The Normal Heart is a fictionalized account of these events from Kramer’s perspective, as I explored in my previous post. One of his goals in the play was the rouse viewers to action, to get them to protest, demand greater government attention, and try to change the course of the emerging epidemic. The play seeks to show the audience how the forces of homophobia, the closet, and general disinterest were combining to kill large numbers of gay men.

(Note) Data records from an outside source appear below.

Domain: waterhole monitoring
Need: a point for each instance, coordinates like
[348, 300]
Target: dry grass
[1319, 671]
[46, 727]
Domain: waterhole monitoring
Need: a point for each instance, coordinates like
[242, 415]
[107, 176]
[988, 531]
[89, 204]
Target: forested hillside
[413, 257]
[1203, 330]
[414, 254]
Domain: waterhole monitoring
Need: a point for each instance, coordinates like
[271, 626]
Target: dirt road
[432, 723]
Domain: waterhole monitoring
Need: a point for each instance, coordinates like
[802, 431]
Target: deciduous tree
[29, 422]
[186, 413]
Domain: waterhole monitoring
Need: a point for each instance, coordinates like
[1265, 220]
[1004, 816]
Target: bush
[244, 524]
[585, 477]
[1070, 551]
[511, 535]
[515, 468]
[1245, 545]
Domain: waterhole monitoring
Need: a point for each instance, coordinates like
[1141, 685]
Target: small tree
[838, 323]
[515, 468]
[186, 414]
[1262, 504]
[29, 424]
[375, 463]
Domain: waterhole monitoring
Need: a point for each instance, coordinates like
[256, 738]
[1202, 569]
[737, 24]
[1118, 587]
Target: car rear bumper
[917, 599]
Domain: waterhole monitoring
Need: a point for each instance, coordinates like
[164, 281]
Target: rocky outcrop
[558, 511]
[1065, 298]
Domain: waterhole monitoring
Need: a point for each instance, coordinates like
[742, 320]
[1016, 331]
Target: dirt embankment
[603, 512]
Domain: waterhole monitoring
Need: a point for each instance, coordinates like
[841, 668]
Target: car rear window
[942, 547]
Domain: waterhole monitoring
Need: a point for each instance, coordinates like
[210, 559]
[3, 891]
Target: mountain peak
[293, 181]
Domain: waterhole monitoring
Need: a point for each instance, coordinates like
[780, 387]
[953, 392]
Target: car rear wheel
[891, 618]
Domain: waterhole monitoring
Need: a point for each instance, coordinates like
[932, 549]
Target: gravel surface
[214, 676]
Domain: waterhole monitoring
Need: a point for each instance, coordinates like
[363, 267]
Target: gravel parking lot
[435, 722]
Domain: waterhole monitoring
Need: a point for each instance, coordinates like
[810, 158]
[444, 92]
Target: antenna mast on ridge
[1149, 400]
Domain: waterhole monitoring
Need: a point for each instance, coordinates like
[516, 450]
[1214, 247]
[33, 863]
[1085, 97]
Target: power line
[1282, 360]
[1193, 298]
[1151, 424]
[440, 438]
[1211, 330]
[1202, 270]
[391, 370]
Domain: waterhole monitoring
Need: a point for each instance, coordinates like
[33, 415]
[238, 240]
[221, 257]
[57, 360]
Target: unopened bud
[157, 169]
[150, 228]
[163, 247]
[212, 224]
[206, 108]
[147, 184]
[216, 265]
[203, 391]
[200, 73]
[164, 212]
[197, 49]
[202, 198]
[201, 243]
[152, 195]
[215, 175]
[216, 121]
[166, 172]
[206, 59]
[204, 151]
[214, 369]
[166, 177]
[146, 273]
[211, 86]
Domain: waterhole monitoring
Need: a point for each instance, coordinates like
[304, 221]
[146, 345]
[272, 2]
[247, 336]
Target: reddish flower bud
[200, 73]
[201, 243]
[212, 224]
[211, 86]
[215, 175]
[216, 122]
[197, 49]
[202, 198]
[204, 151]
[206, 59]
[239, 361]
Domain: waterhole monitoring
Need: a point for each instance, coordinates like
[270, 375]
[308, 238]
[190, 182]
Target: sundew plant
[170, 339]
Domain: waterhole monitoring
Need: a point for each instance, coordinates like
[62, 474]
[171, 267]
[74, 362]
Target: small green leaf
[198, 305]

By 2014, when HBO premiered its adaptation of the play, however, things had changed drastically. AIDS is no longer an obscure disease. While there is neither a cure nor a vaccine yet, enormous strides have been made in understanding exactly how the disease operates and how it spreads. The development of various drugs have turned AIDS from a quick death sentence into a disease with significant though largely manageable health effects, although the drugs themselves come with side effects and can be quite expensive. In many patients, these drugs work to reduce the infected person’s viral load to a level where it is undetectable, which appears to render the person non-infectious. (Indeed, this has led many gay men to describe themselves as “Poz undetectable” to prospective sex partners.) The anti-viral drug Truvada now offers pre-exposure prophylaxis (or PReP) to those who take it regularly, and appears to be nearly 100% effective at stopping the spread of the virus when used properly; it’s not a vaccine, but it’s a big step toward one.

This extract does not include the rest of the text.